Joke Collection Website - Cold jokes - Childhood fun 35 Lele classroom teaching
Childhood fun 35 Lele classroom teaching
I came to the chicken coop and saw that a group of chickens were busy grabbing food, which was a golden opportunity! I closed the door and swung a wooden stick at the chickens. Unfortunately, I didn't hit any of them. The chickens clucked and scattered. They flew everywhere, so I had to run around with them, chasing one and chasing the other. As a result, the bamboo basket drew water with nothing. I was sweating profusely and thought, "This can't be done. If the chickens didn't hit me, I'll be exhausted first." As soon as I lifted the stick, it jumped up and down. I was surprised and missed. It flew to a short tree. I stood under the tree and looked.
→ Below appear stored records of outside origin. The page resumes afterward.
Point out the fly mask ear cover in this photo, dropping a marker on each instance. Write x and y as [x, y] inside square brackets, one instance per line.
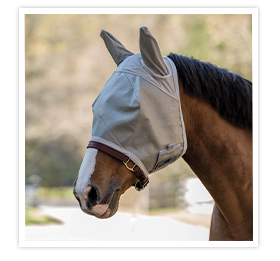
[138, 111]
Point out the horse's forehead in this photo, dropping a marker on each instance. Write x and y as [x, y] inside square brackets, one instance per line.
[138, 113]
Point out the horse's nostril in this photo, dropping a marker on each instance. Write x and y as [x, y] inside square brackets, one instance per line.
[93, 196]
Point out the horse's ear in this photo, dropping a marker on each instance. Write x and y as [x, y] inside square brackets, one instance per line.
[150, 52]
[115, 48]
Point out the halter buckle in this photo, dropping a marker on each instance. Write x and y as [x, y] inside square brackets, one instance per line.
[131, 169]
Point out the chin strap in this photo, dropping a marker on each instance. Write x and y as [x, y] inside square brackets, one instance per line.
[142, 179]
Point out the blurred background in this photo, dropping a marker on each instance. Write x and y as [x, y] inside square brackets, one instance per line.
[67, 64]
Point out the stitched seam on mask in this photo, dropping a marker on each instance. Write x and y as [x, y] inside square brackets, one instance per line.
[133, 87]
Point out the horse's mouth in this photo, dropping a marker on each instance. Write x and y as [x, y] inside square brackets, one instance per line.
[105, 209]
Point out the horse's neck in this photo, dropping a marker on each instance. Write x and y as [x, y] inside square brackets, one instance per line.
[221, 157]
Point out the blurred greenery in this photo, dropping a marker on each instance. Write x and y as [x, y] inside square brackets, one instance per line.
[33, 217]
[67, 64]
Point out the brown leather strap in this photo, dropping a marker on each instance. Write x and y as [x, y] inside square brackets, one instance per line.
[143, 180]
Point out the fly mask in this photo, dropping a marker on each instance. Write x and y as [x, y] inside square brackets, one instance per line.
[137, 115]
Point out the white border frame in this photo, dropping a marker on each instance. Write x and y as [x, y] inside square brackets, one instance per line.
[22, 12]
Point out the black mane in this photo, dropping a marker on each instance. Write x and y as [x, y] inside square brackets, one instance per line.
[228, 93]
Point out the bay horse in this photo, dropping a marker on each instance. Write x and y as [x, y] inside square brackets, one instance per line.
[216, 111]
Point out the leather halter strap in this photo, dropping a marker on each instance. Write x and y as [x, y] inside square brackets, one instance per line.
[142, 179]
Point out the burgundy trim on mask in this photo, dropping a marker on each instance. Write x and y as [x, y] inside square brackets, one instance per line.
[143, 180]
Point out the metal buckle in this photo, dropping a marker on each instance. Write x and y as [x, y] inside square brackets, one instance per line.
[131, 169]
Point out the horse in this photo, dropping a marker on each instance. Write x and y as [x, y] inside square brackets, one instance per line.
[212, 132]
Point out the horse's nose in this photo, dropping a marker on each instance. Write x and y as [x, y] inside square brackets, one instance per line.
[92, 195]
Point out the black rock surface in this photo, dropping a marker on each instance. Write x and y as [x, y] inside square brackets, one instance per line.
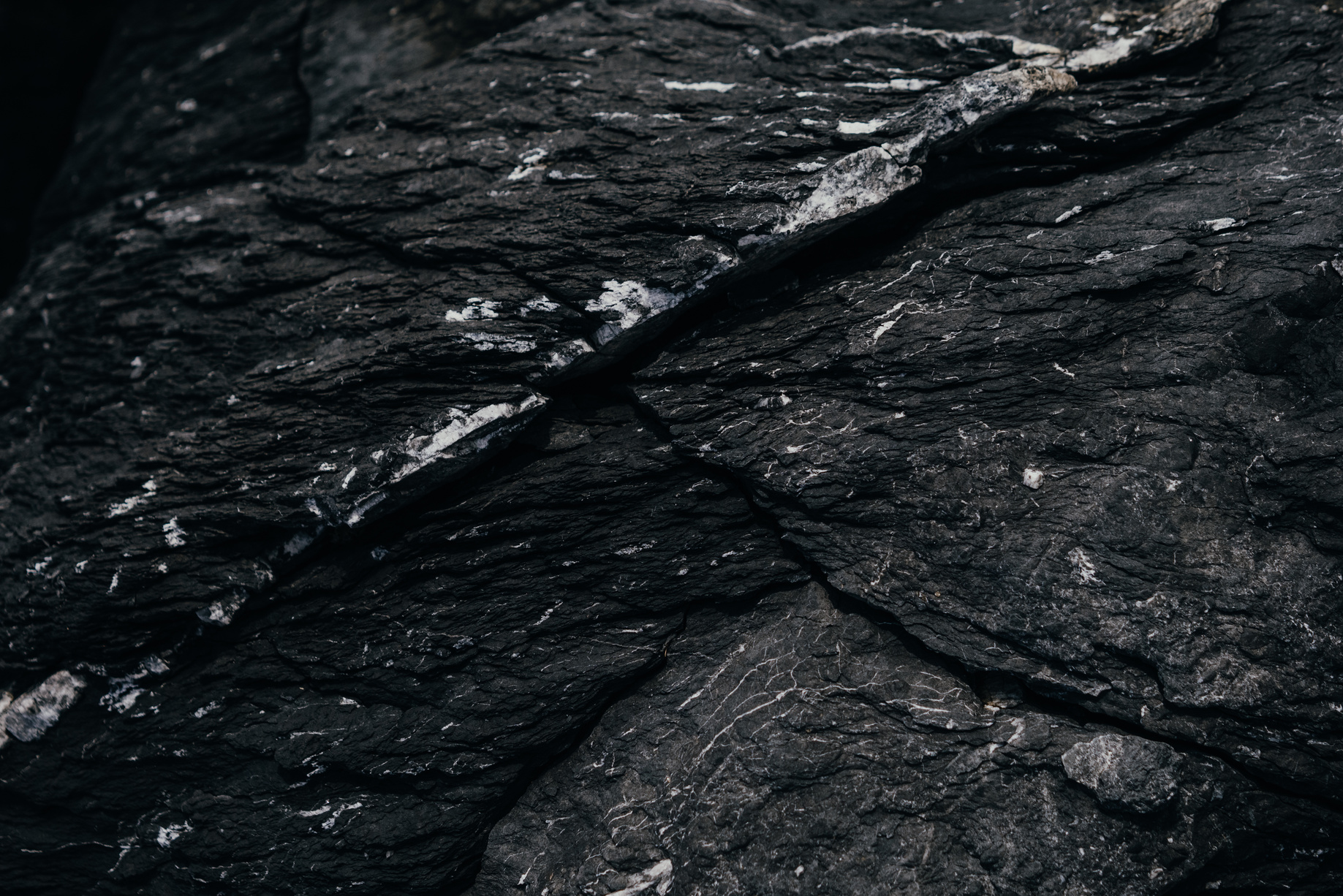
[683, 448]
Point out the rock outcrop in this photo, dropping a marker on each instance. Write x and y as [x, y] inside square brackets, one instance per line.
[683, 448]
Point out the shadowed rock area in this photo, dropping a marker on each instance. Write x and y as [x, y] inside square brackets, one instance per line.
[681, 448]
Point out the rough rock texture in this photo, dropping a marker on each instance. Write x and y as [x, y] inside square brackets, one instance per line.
[683, 447]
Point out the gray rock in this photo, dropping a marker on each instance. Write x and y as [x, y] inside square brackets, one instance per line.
[681, 447]
[1131, 772]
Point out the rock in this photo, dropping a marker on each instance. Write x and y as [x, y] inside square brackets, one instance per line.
[1131, 772]
[680, 447]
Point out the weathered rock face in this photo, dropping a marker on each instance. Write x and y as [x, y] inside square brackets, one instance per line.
[683, 447]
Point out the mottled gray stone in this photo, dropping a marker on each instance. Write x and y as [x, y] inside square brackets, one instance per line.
[1131, 772]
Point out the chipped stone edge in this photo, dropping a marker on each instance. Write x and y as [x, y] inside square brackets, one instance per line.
[428, 461]
[30, 715]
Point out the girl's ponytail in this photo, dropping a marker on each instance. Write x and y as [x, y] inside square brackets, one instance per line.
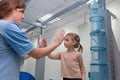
[80, 48]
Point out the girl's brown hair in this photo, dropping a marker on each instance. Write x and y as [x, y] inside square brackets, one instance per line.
[7, 6]
[77, 39]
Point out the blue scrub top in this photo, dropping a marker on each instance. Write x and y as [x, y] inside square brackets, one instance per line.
[14, 45]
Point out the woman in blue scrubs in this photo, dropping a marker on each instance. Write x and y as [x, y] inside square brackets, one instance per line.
[14, 44]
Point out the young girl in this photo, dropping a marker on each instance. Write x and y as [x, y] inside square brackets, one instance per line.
[71, 60]
[14, 44]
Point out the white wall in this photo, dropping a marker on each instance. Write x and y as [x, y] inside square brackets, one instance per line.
[52, 67]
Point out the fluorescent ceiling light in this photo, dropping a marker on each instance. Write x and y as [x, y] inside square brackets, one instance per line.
[47, 16]
[54, 20]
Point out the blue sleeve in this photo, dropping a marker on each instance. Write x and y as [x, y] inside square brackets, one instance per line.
[17, 39]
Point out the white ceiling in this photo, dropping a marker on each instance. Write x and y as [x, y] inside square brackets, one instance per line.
[38, 8]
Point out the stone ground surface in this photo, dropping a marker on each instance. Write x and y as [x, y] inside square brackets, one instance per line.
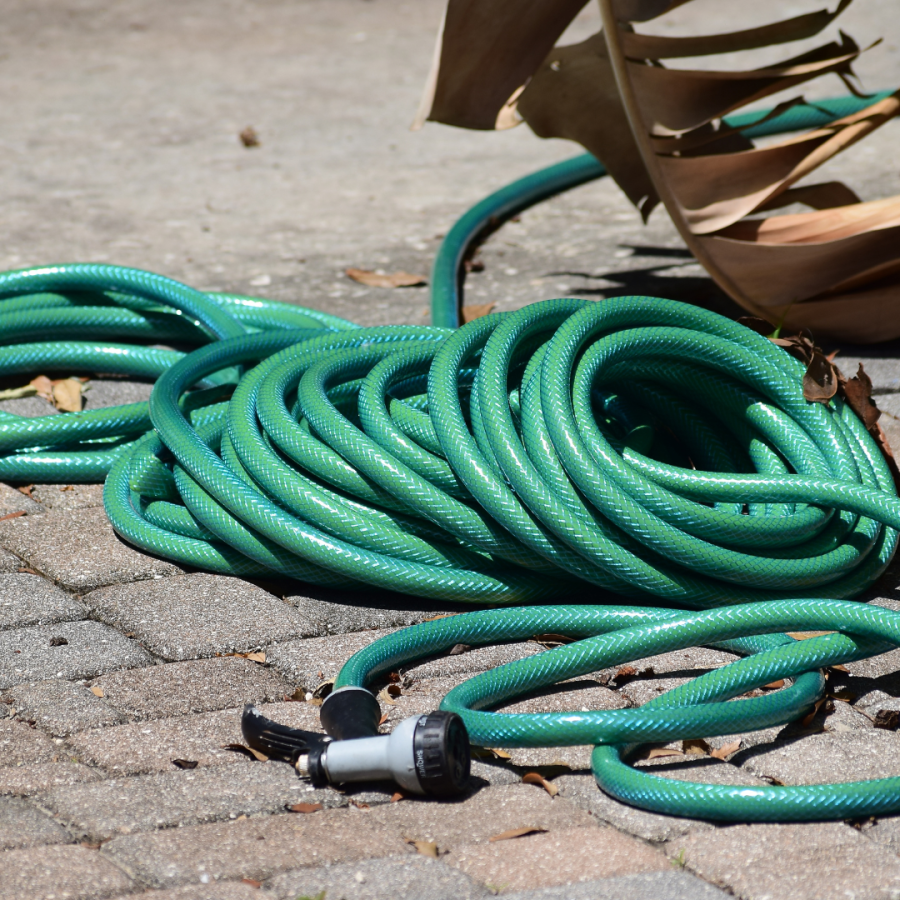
[118, 126]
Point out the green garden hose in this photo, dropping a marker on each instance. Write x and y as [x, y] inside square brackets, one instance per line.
[567, 451]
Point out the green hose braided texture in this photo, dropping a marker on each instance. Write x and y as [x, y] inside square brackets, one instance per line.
[635, 446]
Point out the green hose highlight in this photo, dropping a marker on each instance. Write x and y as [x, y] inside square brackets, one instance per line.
[570, 451]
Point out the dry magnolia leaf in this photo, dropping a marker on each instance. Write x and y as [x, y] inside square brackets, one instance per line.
[476, 311]
[426, 848]
[305, 807]
[517, 832]
[725, 750]
[380, 279]
[535, 778]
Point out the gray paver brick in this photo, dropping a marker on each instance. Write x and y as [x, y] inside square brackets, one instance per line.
[816, 861]
[198, 615]
[79, 550]
[489, 812]
[145, 747]
[38, 653]
[23, 825]
[826, 758]
[204, 685]
[27, 780]
[557, 857]
[655, 885]
[21, 744]
[379, 879]
[9, 563]
[62, 707]
[31, 600]
[61, 872]
[252, 848]
[12, 500]
[68, 496]
[180, 797]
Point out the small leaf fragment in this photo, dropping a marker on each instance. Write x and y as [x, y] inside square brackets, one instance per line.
[536, 778]
[517, 832]
[725, 750]
[67, 395]
[305, 808]
[426, 848]
[380, 279]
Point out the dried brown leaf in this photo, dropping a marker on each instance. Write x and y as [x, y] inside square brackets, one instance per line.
[380, 279]
[475, 311]
[725, 750]
[535, 778]
[248, 137]
[658, 752]
[247, 751]
[858, 393]
[820, 381]
[517, 832]
[67, 395]
[426, 848]
[305, 807]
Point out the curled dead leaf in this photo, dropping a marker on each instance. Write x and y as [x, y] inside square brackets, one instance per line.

It shook its wings and looked at me as if laughing at me: "You can't catch me, it's useless!" I was furious at the thought of it, and I shook the dwarf tree desperately, and the chicken stumbled and fell. I took the opportunity to give it a blow, "No! Missed! " The stick just grazed it, and a few feathers floated down, and its speed obviously became slower. I forced it into a dead corner again, and I beat it as soon as I could. Finally, everything pays off, and I beat it to the ground with a stick! I laughed and said, "I am better than you! Chickens are not as good as people. "I look like a dog, but I can't care so much. In a word, the task is completed.
I carried the defeated soldier with my stick and panted in front of my father. I also pretended to look and smiled:" Dad, I'm also asked to do this low-level task. It's really an anti-aircraft gun to kill mosquitoes-it's overqualified! " After that, I burst out laughing. My father looked at the dejected chicken in my hand and stared wide-eyed: "Where's the lighter? How did the lighter become a hen?" I solemnly replied: "Because my family doesn't have a turkey, so I have to take the hen as a substitute!" Dad was even more annoyed after hearing this. "I want a lighter for smoking! I'm not asking you to shoot hens! I'm really defeated by you! "
"It's not the first time anyway, what's the fuss?"
"Alas! My father and I can only eat chicken tonight. "
I still can't help laughing when I think about it now. From this incident, I understand that you should listen carefully before you do it, or you will make a big joke!